Deep Learning algorithms, especially GANs, are at the core of many Generative AI models. The deep learning models learn the patterns, structures, and characteristics of the input data, and then the Generative AI uses this information to generate new, similar content.

What is an example of AI used in banking? ›

An AI-based loan and credit system can look into the behavior and patterns of customers with limited credit history to determine their creditworthiness. Also, the system sends warnings to banks about specific behaviors that may increase the chances of default.

What is the role of AI in credit risk management? ›

Real-time Monitoring. AI's real-time monitoring capabilities revolutionize credit risk management by providing instantaneous insights into changing economic conditions, market trends, and individual borrower behaviors.

How can AI be a risk? ›

Real-life AI risks

There are a myriad of risks to do with AI that we deal with in our lives today. Not every AI risk is as big and worrisome as killer robots or sentient AI. Some of the biggest risks today include things like consumer privacy, biased programming, danger to humans, and unclear legal regulation.

What is the minimum credit score for credit AI? ›

According to the card's website, a FICO score isn't even required to apply — helpful for anyone who is new to building credit. Instead, Cred.ai uses a proprietary underwriting model.

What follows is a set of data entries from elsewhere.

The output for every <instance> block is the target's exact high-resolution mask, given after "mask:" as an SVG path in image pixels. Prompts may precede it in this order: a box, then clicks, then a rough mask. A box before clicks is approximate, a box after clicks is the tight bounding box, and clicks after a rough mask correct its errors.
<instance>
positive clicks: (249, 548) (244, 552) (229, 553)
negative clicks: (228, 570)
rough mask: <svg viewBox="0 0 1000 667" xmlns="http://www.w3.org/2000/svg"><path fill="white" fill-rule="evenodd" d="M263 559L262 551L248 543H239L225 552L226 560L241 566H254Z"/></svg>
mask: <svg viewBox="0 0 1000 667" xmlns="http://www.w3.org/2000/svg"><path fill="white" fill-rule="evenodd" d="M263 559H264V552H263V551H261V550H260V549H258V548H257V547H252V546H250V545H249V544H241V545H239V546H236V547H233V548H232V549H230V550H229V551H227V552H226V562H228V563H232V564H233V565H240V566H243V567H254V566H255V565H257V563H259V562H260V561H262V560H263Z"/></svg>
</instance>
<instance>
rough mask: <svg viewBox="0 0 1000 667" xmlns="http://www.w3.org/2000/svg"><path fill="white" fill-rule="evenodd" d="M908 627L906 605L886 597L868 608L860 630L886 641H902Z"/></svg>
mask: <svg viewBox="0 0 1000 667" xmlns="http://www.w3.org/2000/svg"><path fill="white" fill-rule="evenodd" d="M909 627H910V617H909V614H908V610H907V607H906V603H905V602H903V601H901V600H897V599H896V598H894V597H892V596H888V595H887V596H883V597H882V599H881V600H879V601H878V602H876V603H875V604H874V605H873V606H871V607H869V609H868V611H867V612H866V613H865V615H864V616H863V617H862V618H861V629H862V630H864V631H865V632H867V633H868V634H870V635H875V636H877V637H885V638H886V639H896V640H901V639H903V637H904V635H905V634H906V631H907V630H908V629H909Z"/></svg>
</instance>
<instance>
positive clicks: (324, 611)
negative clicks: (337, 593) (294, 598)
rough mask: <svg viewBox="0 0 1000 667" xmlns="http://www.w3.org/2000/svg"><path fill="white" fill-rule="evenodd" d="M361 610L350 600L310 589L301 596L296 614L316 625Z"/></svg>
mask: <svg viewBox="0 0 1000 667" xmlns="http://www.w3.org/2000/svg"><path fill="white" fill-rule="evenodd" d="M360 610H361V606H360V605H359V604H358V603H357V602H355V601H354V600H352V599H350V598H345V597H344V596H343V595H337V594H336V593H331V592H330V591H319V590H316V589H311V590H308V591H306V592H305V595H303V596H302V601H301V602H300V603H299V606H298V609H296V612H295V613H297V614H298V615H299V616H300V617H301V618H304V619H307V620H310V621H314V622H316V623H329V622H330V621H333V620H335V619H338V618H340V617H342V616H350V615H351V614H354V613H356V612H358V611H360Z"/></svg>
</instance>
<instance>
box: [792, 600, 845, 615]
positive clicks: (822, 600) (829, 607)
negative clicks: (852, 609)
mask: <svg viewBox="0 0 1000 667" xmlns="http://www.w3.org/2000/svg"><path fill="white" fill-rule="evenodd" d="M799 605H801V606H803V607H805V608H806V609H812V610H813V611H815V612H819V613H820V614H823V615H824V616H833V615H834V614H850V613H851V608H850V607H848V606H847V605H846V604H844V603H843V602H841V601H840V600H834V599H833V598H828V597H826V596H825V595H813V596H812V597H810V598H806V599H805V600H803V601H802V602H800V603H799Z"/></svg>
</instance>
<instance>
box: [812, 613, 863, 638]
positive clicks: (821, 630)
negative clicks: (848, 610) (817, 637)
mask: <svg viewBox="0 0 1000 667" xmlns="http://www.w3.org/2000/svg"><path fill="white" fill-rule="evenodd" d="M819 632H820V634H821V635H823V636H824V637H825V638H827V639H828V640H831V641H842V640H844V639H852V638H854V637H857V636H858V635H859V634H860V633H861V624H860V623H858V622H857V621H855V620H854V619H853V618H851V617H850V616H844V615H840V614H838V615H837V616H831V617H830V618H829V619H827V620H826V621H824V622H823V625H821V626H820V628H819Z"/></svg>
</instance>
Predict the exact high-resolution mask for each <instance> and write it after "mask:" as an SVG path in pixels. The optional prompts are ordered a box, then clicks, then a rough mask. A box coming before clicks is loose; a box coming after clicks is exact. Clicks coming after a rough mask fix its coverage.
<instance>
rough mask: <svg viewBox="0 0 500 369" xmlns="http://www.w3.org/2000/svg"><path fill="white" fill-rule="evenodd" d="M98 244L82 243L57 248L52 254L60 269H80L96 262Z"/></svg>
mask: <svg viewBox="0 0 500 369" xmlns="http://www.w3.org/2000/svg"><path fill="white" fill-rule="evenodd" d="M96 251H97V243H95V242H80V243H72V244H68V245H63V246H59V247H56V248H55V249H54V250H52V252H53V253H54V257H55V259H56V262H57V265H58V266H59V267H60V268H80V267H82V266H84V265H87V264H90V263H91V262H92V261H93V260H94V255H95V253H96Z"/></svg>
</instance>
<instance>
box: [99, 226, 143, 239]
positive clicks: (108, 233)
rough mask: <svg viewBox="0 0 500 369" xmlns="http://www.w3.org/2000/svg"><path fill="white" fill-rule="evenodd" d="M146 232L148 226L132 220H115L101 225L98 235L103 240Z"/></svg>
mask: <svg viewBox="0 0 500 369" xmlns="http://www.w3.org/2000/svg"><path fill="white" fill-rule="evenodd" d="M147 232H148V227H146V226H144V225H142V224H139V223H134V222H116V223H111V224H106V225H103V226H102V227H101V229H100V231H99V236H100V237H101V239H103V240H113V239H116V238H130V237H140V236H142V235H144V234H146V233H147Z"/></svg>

How to fix your credit using AI and consumer law? ›

How it works
  1. Sign up today. Start your credit improvement journey by signing up for Consumer Law Dispute.ai.
  2. Import Your Credit Report. Easily import your credit report into the platform.
  3. Analyze Your Report. Let our AI-powered technology analyze your credit data for actionable insights.
  4. Generate Letters. ...
  5. Send your dispute.

What is the best app to build my credit score? ›

Credit Building Apps
  • SeedFi. ...
  • Kikoff. ...
  • MoneyLion. ...
  • Grow Credit. ...
  • Sable. ...
  • Sesame Cash. ...
  • Credit Strong. If you have the money to make monthly payments ranging from $15 to $110, Credit Strong may be a good option for you. ...
  • Extra. The Extra debit card helps users by spending the money available in their bank accounts.

How to rebuild a 400 credit score? ›

8 Steps to Rebuild Your Credit
  1. Review Your Credit Reports. ...
  2. Pay Bills on Time. ...
  3. Lower Your Credit Utilization Ratio. ...
  4. Get Help With Debt. ...
  5. Become an Authorized User. ...
  6. Get a Cosigner. ...
  7. Only Apply for Credit You Need. ...
  8. Consider a Secured Card.
Nov 2, 2023

Top Articles
Latest Posts
Article information

Author: Terence Hammes MD

Last Updated:

Views: 6280

Rating: 4.9 / 5 (49 voted)

Reviews: 80% of readers found this page helpful

Author information

Name: Terence Hammes MD

Birthday: 1992-04-11

Address: Suite 408 9446 Mercy Mews, West Roxie, CT 04904

Phone: +50312511349175

Job: Product Consulting Liaison

Hobby: Jogging, Motor sports, Nordic skating, Jigsaw puzzles, Bird watching, Nordic skating, Sculpting

Introduction: My name is Terence Hammes MD, I am a inexpensive, energetic, jolly, faithful, cheerful, proud, rich person who loves writing and wants to share my knowledge and understanding with you.